Multiparametric MRI, focussing particularly on the microvasculature, was used by Coquery et al. to establish MRI‐derived clusters to characterize tumour heterogeneity, and correlate them to pathophysiological features, in rat brain tumour models.25

MRI‐based brain tumour segmentation to separate different tumour subcompartments from normal brain structures has been largely performed using supervised learning techniques, which are time consuming and expensive due to the requirement of teaching datasets and labelled images.47 Unsupervised methods are now increasingly being developed and have been shown to perform well in comparison with supervised techniques.24 Of particular importance is the segmentation of non‐enhancing tumour from healthy tissue to monitor tumour size more accurately over time.48

Further refinements in these techniques include 3D histogram analysis of routinely acquired images to identify radiologically defined regional habitat variations in brain tumour data to provide deeper insight into the evolutionary dynamics of brain tumours,22 and the incorporation of quantitative functional parameters such as diffusion tensor imaging and dynamic susceptibility contrast MRI into machine learning algorithms, which identified complex and reproducible imaging patterns predictive of overall survival and molecular subtypes in glioblastoma.23

In summary, intracranial implantation of MDA‐MB‐231 LM2–4 cells provides a useful model for the development of imaging biomarkers of the vascular and invasive phenotypes of tumours in the brain. We have demonstrated that multiparametric MRI, coupled with unsupervised cluster analysis, allows assessment of the patency of tumour vasculature by simultaneous assessment of both vascular permeability and tumour blood volume, potentially allowing delineation of vasculogenic regions and regions of co‐opted normal brain vasculature. Spatial assessment of tissue diffusion properties in combination with vascular characteristics enabled the relationship between oedema and invasion/vascular co‐option to be evaluated. Development and translation of such techniques, which strengthen the links between in vivo imaging biomarkers and the structural and functional properties of tissue, has the potential to provide predictive models to improve brain tumour diagnosis, prognosis and monitoring.

Supporting information

Supporting info item

ACKNOWLEDGMENTS

We thank Allan Thornhill and his staff for animal maintenance and Philippe Robert at Guerbet for supplying P904®.
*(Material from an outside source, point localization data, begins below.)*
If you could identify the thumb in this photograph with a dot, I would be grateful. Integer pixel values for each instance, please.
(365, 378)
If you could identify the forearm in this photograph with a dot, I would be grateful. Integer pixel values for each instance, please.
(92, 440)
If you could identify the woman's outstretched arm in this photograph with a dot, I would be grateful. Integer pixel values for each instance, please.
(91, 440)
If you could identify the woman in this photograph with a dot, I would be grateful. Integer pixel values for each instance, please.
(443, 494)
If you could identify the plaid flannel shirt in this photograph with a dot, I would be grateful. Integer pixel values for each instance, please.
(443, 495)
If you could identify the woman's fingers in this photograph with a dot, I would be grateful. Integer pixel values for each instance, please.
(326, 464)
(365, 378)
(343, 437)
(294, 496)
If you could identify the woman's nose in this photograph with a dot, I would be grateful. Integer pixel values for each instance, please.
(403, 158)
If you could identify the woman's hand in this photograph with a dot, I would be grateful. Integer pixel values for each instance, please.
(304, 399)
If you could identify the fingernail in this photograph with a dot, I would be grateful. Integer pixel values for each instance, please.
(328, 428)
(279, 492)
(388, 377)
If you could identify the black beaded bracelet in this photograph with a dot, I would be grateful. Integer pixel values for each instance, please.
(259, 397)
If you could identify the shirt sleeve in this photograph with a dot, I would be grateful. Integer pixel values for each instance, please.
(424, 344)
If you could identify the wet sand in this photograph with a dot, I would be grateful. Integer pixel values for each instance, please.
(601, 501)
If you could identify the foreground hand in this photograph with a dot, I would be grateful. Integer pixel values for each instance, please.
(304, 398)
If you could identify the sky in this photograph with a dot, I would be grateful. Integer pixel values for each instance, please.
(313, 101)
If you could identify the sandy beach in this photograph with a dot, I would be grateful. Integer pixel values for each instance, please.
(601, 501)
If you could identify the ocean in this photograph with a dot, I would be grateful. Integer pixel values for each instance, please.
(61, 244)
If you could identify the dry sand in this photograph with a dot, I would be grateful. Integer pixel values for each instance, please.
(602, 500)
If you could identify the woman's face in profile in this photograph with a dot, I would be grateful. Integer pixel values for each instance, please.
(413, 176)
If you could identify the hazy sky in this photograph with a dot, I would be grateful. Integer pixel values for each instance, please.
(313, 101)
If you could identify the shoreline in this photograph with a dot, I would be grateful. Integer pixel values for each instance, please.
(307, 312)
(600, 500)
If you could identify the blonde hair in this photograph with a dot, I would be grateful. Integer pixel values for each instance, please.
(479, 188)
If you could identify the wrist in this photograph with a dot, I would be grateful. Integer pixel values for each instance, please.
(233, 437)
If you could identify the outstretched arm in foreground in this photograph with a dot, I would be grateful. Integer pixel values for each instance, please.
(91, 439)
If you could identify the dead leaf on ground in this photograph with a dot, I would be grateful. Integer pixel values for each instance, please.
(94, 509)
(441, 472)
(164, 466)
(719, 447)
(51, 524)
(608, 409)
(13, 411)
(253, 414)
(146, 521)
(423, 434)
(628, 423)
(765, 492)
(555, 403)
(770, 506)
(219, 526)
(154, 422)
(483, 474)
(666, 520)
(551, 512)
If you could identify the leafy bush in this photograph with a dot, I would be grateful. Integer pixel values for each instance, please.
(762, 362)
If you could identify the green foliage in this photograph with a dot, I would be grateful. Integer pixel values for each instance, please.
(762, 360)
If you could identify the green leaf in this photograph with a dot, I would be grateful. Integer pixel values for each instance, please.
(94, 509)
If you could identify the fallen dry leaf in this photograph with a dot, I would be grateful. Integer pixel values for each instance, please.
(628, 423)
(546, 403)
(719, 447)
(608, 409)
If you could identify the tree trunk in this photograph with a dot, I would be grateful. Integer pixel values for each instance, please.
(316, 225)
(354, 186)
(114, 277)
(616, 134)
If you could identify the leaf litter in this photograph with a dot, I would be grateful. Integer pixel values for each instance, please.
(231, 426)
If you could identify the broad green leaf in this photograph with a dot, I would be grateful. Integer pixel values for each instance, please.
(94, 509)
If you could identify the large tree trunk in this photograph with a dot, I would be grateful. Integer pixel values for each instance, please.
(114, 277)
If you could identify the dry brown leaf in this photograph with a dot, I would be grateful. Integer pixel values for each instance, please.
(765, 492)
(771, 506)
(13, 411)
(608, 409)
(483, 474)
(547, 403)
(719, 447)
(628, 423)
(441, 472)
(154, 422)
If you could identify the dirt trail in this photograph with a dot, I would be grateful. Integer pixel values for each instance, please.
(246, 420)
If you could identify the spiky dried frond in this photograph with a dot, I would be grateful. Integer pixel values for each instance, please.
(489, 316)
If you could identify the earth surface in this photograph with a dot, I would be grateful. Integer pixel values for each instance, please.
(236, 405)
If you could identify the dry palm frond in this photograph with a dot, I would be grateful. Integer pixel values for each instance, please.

We acknowledge the CRUK and EPSRC support to the Cancer Imaging Centre at The Institute of Cancer Research and The Royal Marsden Hospital in association with the MRC and Department of Health (England) (C1060/A10334, C1090/A16464), CRUK funding to the Cancer Therapeutics Unit (C309/A11566) and NHS funding to the NIHR Biomedical Research Centre at The Royal Marsden and the ICR.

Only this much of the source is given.